The threesome met some adversity in their opening years at Santa Clara, with disappointing finishes in 1998 and 1999, as well as injury problems. Wagner missed her freshman year recovering from a torn ACL in her left knee, and all three players missed substantial playing time due to injuries in the 2000 season. All the disappointment was washed away with this year's triumph, which included the national title and player of the year awards from SoccerBuzz, Soccer America and Honda, as well as first team All-America and academic All-America honors.

"Our team had so much heart, and everyone was there as a team, not as individuals. Additionally, with our tough schedule, we were put in a situation this year where we knew what to do in close games," Kraus said in pointing out the differences between past seasons and this year.

Wagner was a little more direct. "I felt it this year. I knew we would win [the national championship]. Everyone was playing for each other, and there was no selfishness. I felt in past years that the team really did not need me to come through in big games, and that definitely has affected my play," Wagner added.

All three took on new roles as leaders, and felt that it was important to bring the freshmen into the team as quickly as possible. This year's team featured ten freshmen on its roster of 22, and goalie Alyssa Sobolik, defenders Lana Bowen and Jessica Ballweg, midfielder Leslie Osborne, and forwards Bree Horvath and Taline Tahmassian all started the national championship game. Defender Holly Azevedo played a major role off the bench as well.

"In most team sports, the upperclassmen usually don't treat the freshmen too well," Kraus added. "On this team, we were all really close to the freshmen and team chemistry off the field was better than in past years."

Wagner shared the same sentiments. "We tried to lead by example and made an effort to relate to the younger players, taking them under our wing. We did a great job helping them assimilate into the team concept," Wagner added.

As their run together concluded on the ninth of December in Dallas, Wagner, Kraus and Slaton all have promising soccer futures. Kraus and Slaton will participate in the WUSA College All-Star camp in February, and both are likely high draft picks in the WUSA draft on Feb. 12. Wagner will return to Santa Clara as the only returning All-American and a preeminent favorite for every postseason player of the year award in her attempts to claim another national championship without Slaton and Kraus.

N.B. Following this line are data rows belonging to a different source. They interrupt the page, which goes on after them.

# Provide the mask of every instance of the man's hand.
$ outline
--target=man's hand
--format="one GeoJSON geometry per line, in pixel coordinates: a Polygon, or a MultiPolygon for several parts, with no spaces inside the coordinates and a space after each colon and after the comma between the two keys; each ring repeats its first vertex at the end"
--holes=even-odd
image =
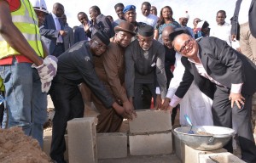
{"type": "Polygon", "coordinates": [[[67,34],[67,31],[62,31],[62,30],[60,31],[60,35],[61,35],[61,37],[65,37],[67,34]]]}
{"type": "Polygon", "coordinates": [[[235,102],[239,109],[241,109],[244,105],[245,98],[241,93],[230,93],[229,99],[231,100],[231,108],[233,108],[235,102]]]}
{"type": "Polygon", "coordinates": [[[137,117],[133,104],[130,103],[130,101],[125,101],[125,103],[123,103],[123,106],[125,108],[126,116],[129,117],[129,120],[132,120],[133,115],[137,117]]]}
{"type": "Polygon", "coordinates": [[[231,35],[231,40],[234,42],[236,40],[236,35],[231,35]]]}
{"type": "Polygon", "coordinates": [[[169,98],[165,98],[165,101],[164,101],[164,103],[162,104],[162,108],[161,108],[162,110],[167,110],[167,108],[169,107],[170,101],[171,101],[171,99],[169,98]]]}
{"type": "Polygon", "coordinates": [[[155,110],[160,110],[162,108],[162,98],[161,98],[161,95],[157,94],[156,95],[156,104],[154,106],[155,110]]]}

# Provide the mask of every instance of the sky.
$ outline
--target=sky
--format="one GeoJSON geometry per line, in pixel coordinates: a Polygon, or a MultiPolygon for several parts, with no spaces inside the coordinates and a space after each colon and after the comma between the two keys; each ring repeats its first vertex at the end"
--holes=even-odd
{"type": "MultiPolygon", "coordinates": [[[[67,17],[69,26],[79,25],[80,22],[77,19],[79,12],[84,12],[89,17],[89,8],[96,5],[101,8],[102,14],[104,15],[112,15],[113,20],[118,17],[115,14],[113,6],[118,3],[123,3],[125,6],[133,4],[137,7],[137,14],[141,14],[141,5],[145,0],[45,0],[48,11],[52,11],[55,3],[61,3],[65,8],[65,14],[67,17]]],[[[160,11],[164,6],[170,6],[173,10],[173,18],[178,20],[182,13],[188,11],[189,20],[188,26],[193,27],[193,20],[200,18],[207,20],[210,24],[216,25],[216,13],[218,10],[224,10],[227,14],[226,22],[230,23],[230,20],[233,15],[236,0],[151,0],[148,1],[152,6],[155,6],[158,9],[158,16],[160,11]]],[[[89,17],[90,18],[90,17],[89,17]]]]}

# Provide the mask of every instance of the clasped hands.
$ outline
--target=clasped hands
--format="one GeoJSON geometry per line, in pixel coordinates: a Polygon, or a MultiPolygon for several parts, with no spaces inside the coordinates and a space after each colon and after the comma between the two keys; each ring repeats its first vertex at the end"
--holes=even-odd
{"type": "Polygon", "coordinates": [[[57,72],[57,58],[49,55],[43,60],[41,65],[37,66],[35,64],[32,65],[32,68],[35,68],[38,71],[42,83],[42,93],[48,93],[51,86],[51,81],[57,72]]]}

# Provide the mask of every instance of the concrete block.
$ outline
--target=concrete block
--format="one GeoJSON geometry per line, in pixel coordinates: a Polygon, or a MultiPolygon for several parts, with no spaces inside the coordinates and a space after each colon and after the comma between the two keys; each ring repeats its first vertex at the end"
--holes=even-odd
{"type": "MultiPolygon", "coordinates": [[[[50,136],[45,136],[43,139],[43,151],[50,158],[49,152],[50,152],[50,144],[51,144],[51,135],[50,136]]],[[[68,160],[68,138],[67,135],[65,135],[65,141],[66,141],[66,151],[64,153],[64,160],[68,160]]]]}
{"type": "Polygon", "coordinates": [[[172,132],[148,135],[130,135],[131,155],[150,155],[172,152],[172,132]]]}
{"type": "Polygon", "coordinates": [[[75,118],[67,121],[69,163],[97,162],[95,118],[75,118]]]}
{"type": "Polygon", "coordinates": [[[177,137],[176,137],[175,134],[173,135],[174,150],[177,156],[182,160],[183,163],[199,162],[200,155],[219,154],[227,152],[227,150],[224,149],[218,149],[216,150],[210,151],[195,150],[186,145],[183,141],[181,141],[177,137]]]}
{"type": "Polygon", "coordinates": [[[172,130],[169,111],[142,110],[137,110],[137,117],[129,121],[131,133],[166,132],[172,130]]]}
{"type": "Polygon", "coordinates": [[[199,155],[199,163],[245,163],[230,152],[224,152],[219,154],[206,154],[199,155]]]}
{"type": "Polygon", "coordinates": [[[119,132],[129,132],[129,121],[127,119],[123,120],[119,132]]]}
{"type": "Polygon", "coordinates": [[[127,157],[127,134],[97,133],[98,159],[127,157]]]}

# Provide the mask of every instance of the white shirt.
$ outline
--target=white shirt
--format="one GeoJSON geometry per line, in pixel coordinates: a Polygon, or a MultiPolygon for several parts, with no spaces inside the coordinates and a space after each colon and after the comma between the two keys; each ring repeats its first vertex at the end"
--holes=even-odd
{"type": "Polygon", "coordinates": [[[148,14],[148,16],[144,16],[143,14],[140,15],[137,21],[137,22],[143,22],[147,25],[150,25],[151,26],[154,27],[154,25],[157,23],[158,17],[154,14],[148,14]]]}
{"type": "MultiPolygon", "coordinates": [[[[55,14],[51,14],[53,20],[55,20],[55,28],[57,31],[61,31],[61,24],[59,21],[59,18],[55,14]]],[[[57,42],[60,42],[62,43],[63,42],[63,39],[62,37],[59,34],[59,37],[57,37],[57,42]]]]}
{"type": "Polygon", "coordinates": [[[252,0],[242,0],[240,6],[238,22],[240,25],[249,21],[249,9],[252,0]]]}
{"type": "Polygon", "coordinates": [[[215,37],[223,41],[225,41],[228,45],[233,47],[235,49],[239,48],[239,42],[233,42],[231,39],[231,25],[224,23],[224,25],[216,25],[211,28],[210,37],[215,37]]]}
{"type": "MultiPolygon", "coordinates": [[[[199,53],[197,53],[197,56],[199,56],[199,53]]],[[[198,57],[199,58],[199,57],[198,57]]],[[[200,59],[200,58],[199,58],[200,59]]],[[[198,73],[206,77],[207,79],[209,79],[212,82],[218,85],[218,86],[224,86],[221,83],[218,82],[217,81],[215,81],[213,78],[212,78],[207,72],[207,70],[205,70],[205,68],[203,67],[201,60],[200,63],[195,63],[194,59],[188,59],[189,62],[192,62],[195,64],[195,68],[198,71],[198,73]]],[[[231,84],[231,89],[230,89],[230,93],[240,93],[241,90],[241,86],[243,83],[239,83],[239,84],[231,84]]],[[[225,87],[225,86],[224,86],[225,87]]],[[[170,105],[172,107],[175,107],[177,106],[177,104],[182,100],[182,98],[178,98],[177,96],[176,96],[175,94],[173,95],[173,98],[172,98],[171,102],[170,102],[170,105]]]]}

Wagner will not be alone. Soccer Buzz named six Broncos to their All-West regional team, four of whom will return next year. In addition to Wagner, sophomore midfielder Veronica Zepeda, junior midfielder Devvyn Hawkins and Osborne were recognized. The team will return six players who gained all-WCC recognition - Wagner, Zepeda, Osborne, Hawkins, Ballweg and Horvath.

More significant than the accolades is the experience of winning the elusive national title. In their seven previous appearances in the NCAA College Cup, Santa Clara, who often was the favorite going in, never reached the final.

"We all know what it takes to win. You cannot replace a Danielle Slaton or Anna Kraus, but they're only a few pieces to the puzzle," Wagner said. "I think we're going to be great next year."